Scientists Warn Canceling WFIRST Telescope Could Cripple US Space Exploration
Last year, when Donald Trump came to power, it was quickly announced that many government-backed scientific endeavors would receive reduced funding and that reviews would take place into planned NASA space missions.
Up on the chopping block is WFIRST (Wide-Field Infrared Survey Telescope), an enormous space telescope that has been described as NASA's new "flagship mission"; the focal point around which most of the space agency's work is expected to revolve during the 2020s as we explore dark matter and distant exoplanets.
Even before the current government decided that NASA was spending too much money on flight, WFIRST was suffering from scope creep. It turns out that if you tell a bunch of scientists that they're going to launch a generation-defining space mission, they're going to want to cram as many bells and whistles onto it as possible.
A review of the satellite's mission parameters has seen the goals of WFIRST severely reduced—the telescope's metaphorical spinning rims and personalized number plates have had to be scrapped, with the solemn warning issued implicitly that if NASA can't rein this behemoth in, there's a danger that the entire project could be canceled entirely.

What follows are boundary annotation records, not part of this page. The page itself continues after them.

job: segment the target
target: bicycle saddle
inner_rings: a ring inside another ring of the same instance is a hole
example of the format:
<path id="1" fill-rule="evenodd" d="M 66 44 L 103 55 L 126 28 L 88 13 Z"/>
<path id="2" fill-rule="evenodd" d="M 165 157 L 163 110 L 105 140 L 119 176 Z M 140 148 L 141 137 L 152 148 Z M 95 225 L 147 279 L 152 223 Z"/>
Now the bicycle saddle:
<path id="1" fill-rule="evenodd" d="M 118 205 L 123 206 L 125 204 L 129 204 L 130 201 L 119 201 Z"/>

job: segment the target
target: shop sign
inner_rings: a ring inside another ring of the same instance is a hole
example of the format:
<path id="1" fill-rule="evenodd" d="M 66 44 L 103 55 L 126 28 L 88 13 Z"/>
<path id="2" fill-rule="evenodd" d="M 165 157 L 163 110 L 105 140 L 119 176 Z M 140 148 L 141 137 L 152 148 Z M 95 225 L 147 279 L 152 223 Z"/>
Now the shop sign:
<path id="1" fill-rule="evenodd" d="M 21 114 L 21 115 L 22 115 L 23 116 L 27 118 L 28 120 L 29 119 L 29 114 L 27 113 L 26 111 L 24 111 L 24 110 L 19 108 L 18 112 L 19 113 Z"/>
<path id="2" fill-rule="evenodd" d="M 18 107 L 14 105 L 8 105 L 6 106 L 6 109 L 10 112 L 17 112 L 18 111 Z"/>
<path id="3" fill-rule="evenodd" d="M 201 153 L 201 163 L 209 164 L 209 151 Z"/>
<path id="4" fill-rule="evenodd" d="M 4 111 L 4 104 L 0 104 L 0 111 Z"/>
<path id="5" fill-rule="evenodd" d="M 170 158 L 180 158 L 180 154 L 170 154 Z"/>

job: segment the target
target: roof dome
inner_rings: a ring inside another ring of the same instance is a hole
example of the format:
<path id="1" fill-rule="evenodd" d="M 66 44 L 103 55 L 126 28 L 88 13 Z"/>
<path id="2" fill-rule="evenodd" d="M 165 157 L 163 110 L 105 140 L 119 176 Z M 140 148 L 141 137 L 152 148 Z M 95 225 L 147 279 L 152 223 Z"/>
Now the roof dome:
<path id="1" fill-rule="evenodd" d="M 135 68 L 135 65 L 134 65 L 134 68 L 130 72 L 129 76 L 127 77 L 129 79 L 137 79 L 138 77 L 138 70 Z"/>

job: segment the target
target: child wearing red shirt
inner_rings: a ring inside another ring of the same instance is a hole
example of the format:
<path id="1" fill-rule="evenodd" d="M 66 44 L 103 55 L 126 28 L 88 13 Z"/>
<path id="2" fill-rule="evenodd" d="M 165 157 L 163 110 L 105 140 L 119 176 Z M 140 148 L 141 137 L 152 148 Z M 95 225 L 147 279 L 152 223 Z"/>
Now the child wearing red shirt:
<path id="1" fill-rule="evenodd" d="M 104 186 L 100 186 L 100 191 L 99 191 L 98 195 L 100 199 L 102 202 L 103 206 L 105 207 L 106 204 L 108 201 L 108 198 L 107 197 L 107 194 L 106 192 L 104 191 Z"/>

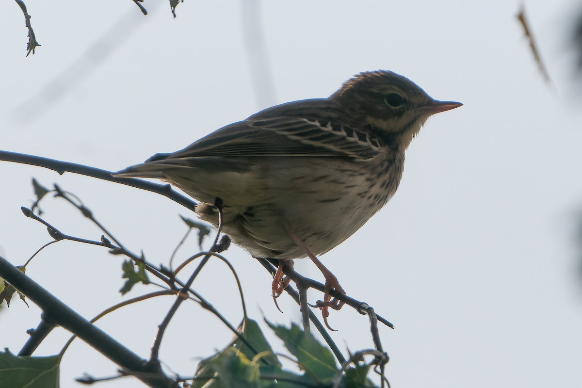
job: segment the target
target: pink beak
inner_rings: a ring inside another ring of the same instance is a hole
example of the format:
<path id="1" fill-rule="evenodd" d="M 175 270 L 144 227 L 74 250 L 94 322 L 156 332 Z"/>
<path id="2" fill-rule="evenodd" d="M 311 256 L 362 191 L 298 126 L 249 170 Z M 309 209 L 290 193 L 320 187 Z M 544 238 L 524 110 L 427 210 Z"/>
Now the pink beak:
<path id="1" fill-rule="evenodd" d="M 459 108 L 462 105 L 460 102 L 455 102 L 455 101 L 439 101 L 438 99 L 433 99 L 429 101 L 427 105 L 424 105 L 421 109 L 423 112 L 429 115 L 434 115 L 435 113 L 445 112 L 445 111 L 454 109 L 455 108 Z"/>

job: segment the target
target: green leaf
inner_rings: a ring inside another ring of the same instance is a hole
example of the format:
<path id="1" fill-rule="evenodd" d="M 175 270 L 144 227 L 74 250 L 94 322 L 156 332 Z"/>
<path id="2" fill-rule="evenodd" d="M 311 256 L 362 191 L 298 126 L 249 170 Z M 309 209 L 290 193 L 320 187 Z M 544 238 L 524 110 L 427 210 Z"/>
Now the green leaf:
<path id="1" fill-rule="evenodd" d="M 126 260 L 122 264 L 121 269 L 123 271 L 122 277 L 127 279 L 119 290 L 122 295 L 128 293 L 136 283 L 143 283 L 144 284 L 150 283 L 150 279 L 148 279 L 147 273 L 146 272 L 146 265 L 144 263 L 138 262 L 137 270 L 136 270 L 133 262 L 132 260 Z"/>
<path id="2" fill-rule="evenodd" d="M 0 382 L 8 388 L 58 388 L 58 355 L 16 356 L 8 349 L 0 351 Z"/>
<path id="3" fill-rule="evenodd" d="M 258 365 L 250 361 L 240 351 L 229 348 L 212 359 L 220 384 L 230 388 L 258 388 Z"/>
<path id="4" fill-rule="evenodd" d="M 337 364 L 331 351 L 317 341 L 311 333 L 306 333 L 293 323 L 288 328 L 275 325 L 265 320 L 267 324 L 285 344 L 289 352 L 297 358 L 302 368 L 315 375 L 321 382 L 331 382 L 338 372 Z"/>
<path id="5" fill-rule="evenodd" d="M 184 222 L 186 223 L 186 225 L 188 225 L 189 227 L 198 229 L 198 245 L 200 247 L 201 249 L 202 241 L 204 240 L 204 237 L 210 234 L 210 232 L 212 231 L 212 227 L 203 221 L 193 220 L 182 215 L 180 215 L 180 218 L 182 219 L 182 220 L 184 221 Z"/>
<path id="6" fill-rule="evenodd" d="M 228 347 L 200 361 L 191 388 L 258 388 L 259 376 L 257 364 Z"/>
<path id="7" fill-rule="evenodd" d="M 17 265 L 16 268 L 20 270 L 23 273 L 26 272 L 26 267 L 24 265 Z M 2 304 L 3 300 L 5 300 L 6 305 L 10 307 L 10 301 L 12 300 L 12 296 L 14 295 L 15 293 L 17 293 L 18 295 L 20 297 L 20 300 L 27 306 L 29 305 L 29 304 L 26 302 L 26 300 L 24 298 L 24 294 L 14 288 L 10 283 L 2 279 L 2 277 L 0 277 L 0 283 L 2 283 L 2 287 L 0 287 L 0 304 Z"/>
<path id="8" fill-rule="evenodd" d="M 265 338 L 265 336 L 256 321 L 249 319 L 243 319 L 239 326 L 238 330 L 243 333 L 245 339 L 250 343 L 257 353 L 267 352 L 269 354 L 262 358 L 267 364 L 272 366 L 281 369 L 281 362 L 274 354 L 273 348 L 271 347 L 271 345 Z M 229 346 L 238 348 L 249 359 L 253 359 L 256 355 L 256 353 L 243 342 L 243 340 L 237 336 L 235 337 L 235 340 Z"/>
<path id="9" fill-rule="evenodd" d="M 368 378 L 368 372 L 371 367 L 369 364 L 358 364 L 354 368 L 346 371 L 343 379 L 346 388 L 360 388 L 360 387 L 375 386 Z"/>

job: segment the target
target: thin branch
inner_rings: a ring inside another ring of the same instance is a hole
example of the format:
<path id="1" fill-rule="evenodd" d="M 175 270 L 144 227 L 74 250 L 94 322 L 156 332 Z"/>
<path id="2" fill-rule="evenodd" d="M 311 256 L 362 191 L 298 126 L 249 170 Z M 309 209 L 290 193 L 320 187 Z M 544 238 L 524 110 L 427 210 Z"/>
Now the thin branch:
<path id="1" fill-rule="evenodd" d="M 118 178 L 113 176 L 112 174 L 114 173 L 111 171 L 89 167 L 76 163 L 69 163 L 48 158 L 1 150 L 0 150 L 0 161 L 44 167 L 56 171 L 61 175 L 65 172 L 71 172 L 141 188 L 167 197 L 192 211 L 194 211 L 197 204 L 196 201 L 175 191 L 169 184 L 154 183 L 136 178 Z"/>
<path id="2" fill-rule="evenodd" d="M 143 2 L 144 0 L 133 0 L 133 2 L 136 3 L 136 5 L 140 8 L 140 10 L 141 11 L 141 13 L 144 15 L 147 15 L 147 11 L 146 10 L 146 8 L 144 8 L 144 6 L 140 4 L 140 3 L 143 3 Z"/>
<path id="3" fill-rule="evenodd" d="M 218 210 L 218 231 L 217 232 L 214 243 L 212 244 L 213 247 L 216 246 L 217 243 L 218 242 L 218 238 L 220 237 L 221 232 L 222 229 L 222 201 L 220 198 L 217 198 L 214 206 Z M 166 314 L 164 321 L 158 326 L 158 332 L 156 333 L 155 340 L 154 340 L 154 344 L 151 347 L 151 353 L 150 355 L 150 362 L 158 361 L 159 355 L 159 347 L 162 345 L 162 338 L 164 337 L 164 333 L 168 328 L 168 325 L 169 325 L 170 321 L 173 317 L 174 315 L 175 315 L 176 312 L 178 311 L 178 308 L 182 304 L 182 302 L 187 298 L 187 297 L 184 297 L 184 296 L 187 296 L 188 290 L 192 285 L 192 283 L 194 283 L 194 280 L 196 279 L 198 274 L 200 273 L 200 270 L 202 270 L 202 268 L 208 262 L 211 256 L 212 252 L 209 252 L 202 259 L 198 266 L 196 267 L 196 269 L 194 270 L 191 276 L 190 276 L 190 279 L 184 284 L 182 291 L 178 294 L 178 297 L 174 301 L 174 304 L 172 305 L 172 307 L 170 308 L 168 314 Z"/>
<path id="4" fill-rule="evenodd" d="M 152 388 L 178 388 L 176 382 L 164 374 L 159 365 L 147 364 L 145 360 L 75 312 L 1 257 L 0 276 L 26 295 L 59 326 L 75 333 L 120 367 L 137 372 L 153 372 L 153 376 L 137 375 L 137 378 L 148 386 Z"/>
<path id="5" fill-rule="evenodd" d="M 530 51 L 531 51 L 531 54 L 534 56 L 534 60 L 535 61 L 535 64 L 538 65 L 538 69 L 540 70 L 540 73 L 546 82 L 551 84 L 552 80 L 550 80 L 549 74 L 548 73 L 545 65 L 542 60 L 541 56 L 540 55 L 540 50 L 538 49 L 538 45 L 535 42 L 535 39 L 534 38 L 533 33 L 531 31 L 531 29 L 530 28 L 530 24 L 528 22 L 527 18 L 526 17 L 526 7 L 523 4 L 521 4 L 519 12 L 516 15 L 516 17 L 519 21 L 519 24 L 521 25 L 521 29 L 523 30 L 523 33 L 527 39 L 528 43 L 530 44 Z"/>
<path id="6" fill-rule="evenodd" d="M 40 44 L 37 41 L 36 36 L 34 35 L 34 31 L 30 24 L 30 15 L 29 15 L 28 11 L 26 10 L 26 5 L 24 5 L 24 2 L 22 0 L 15 0 L 15 1 L 18 4 L 18 6 L 20 7 L 22 13 L 24 14 L 26 28 L 29 30 L 29 42 L 26 44 L 26 50 L 28 52 L 26 53 L 26 56 L 28 56 L 31 52 L 34 55 L 34 49 L 37 47 L 40 47 Z"/>
<path id="7" fill-rule="evenodd" d="M 30 334 L 30 337 L 24 344 L 24 346 L 18 352 L 18 355 L 30 355 L 42 342 L 48 333 L 56 326 L 56 322 L 51 319 L 47 314 L 42 313 L 41 315 L 41 321 L 36 329 L 33 329 L 27 332 Z"/>

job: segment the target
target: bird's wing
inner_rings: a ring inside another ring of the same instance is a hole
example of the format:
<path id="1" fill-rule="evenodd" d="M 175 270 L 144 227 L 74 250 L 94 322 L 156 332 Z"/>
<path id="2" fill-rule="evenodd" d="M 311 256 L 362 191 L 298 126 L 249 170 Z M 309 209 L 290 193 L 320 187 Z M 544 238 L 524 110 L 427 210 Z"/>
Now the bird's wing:
<path id="1" fill-rule="evenodd" d="M 266 109 L 223 127 L 181 151 L 158 154 L 147 162 L 179 165 L 186 163 L 184 159 L 188 158 L 207 156 L 335 156 L 365 160 L 379 154 L 376 139 L 340 124 L 329 107 L 314 105 L 299 101 Z"/>

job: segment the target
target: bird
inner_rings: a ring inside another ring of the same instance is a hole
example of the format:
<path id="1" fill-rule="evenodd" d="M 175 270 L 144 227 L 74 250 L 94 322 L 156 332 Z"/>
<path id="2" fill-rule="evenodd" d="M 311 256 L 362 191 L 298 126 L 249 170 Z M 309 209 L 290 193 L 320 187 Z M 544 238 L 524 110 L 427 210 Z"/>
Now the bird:
<path id="1" fill-rule="evenodd" d="M 463 104 L 430 97 L 384 70 L 360 73 L 326 98 L 287 102 L 226 125 L 170 154 L 115 174 L 170 183 L 199 201 L 200 219 L 254 257 L 277 259 L 274 299 L 286 266 L 308 257 L 325 280 L 321 309 L 345 291 L 318 257 L 360 228 L 396 191 L 404 151 L 432 115 Z M 329 328 L 331 329 L 331 328 Z"/>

Understandably, scientists are not happy—they argue that canceling WFIRST could see America's position at the front of the space race decline at a particularly inopportune moment.
According to Princeton University physicist David Spergel:
There's an attitude among experts that NASA's work on WFIRST is a driving motivator for research around the world, and that if America pulls out of this work, then all other countries will also be left unable to learn more about the universe. Considering the improvements in space exploration technology in recent years, there's a lot that can be achieved if countries are willing to work together which can benefit everyone.
Certainly, there are wider issues to consider when axing funding for NASA missions. A lot of climate change data, for example, relies on satellites that have been put into orbit by America's space agency, and removing the funding for this research could leave us all with a worse understanding of the challenges that our planet currently face.
WFIRST Is the top priority of the US decadal survey and has been endorsed in its current form by two NAS reviews and has just been modified to fit within recommendations of independent review. Abandoning WFIRST is abandoning US leadership in dark energy and exoplanets.— David Spergel (@DavidSpergel) February 12, 2018
At the same time, there's another danger that canceling WFIRST could cause. America isn't the only country vying for a piece of the space pie, as other nations are increasingly pouring resources into setting up a solid presence among the stars.
There's a lot of money to be made from space travel, and many countries around the world are banking on big businesses that will form around moving cargo to and from orbit. Now is the wrong time, economically, for America to pull back its efforts in space.
If WFIRST is canceled, the world will be poorer for it from a knowledge perspective. As that's not normally enough of an incentive for the financially motivated among America's citizens, it's worth noting that the country will also literally be poorer if it doesn't remain as the driving force of the spaceship bandwagon at this moment in time.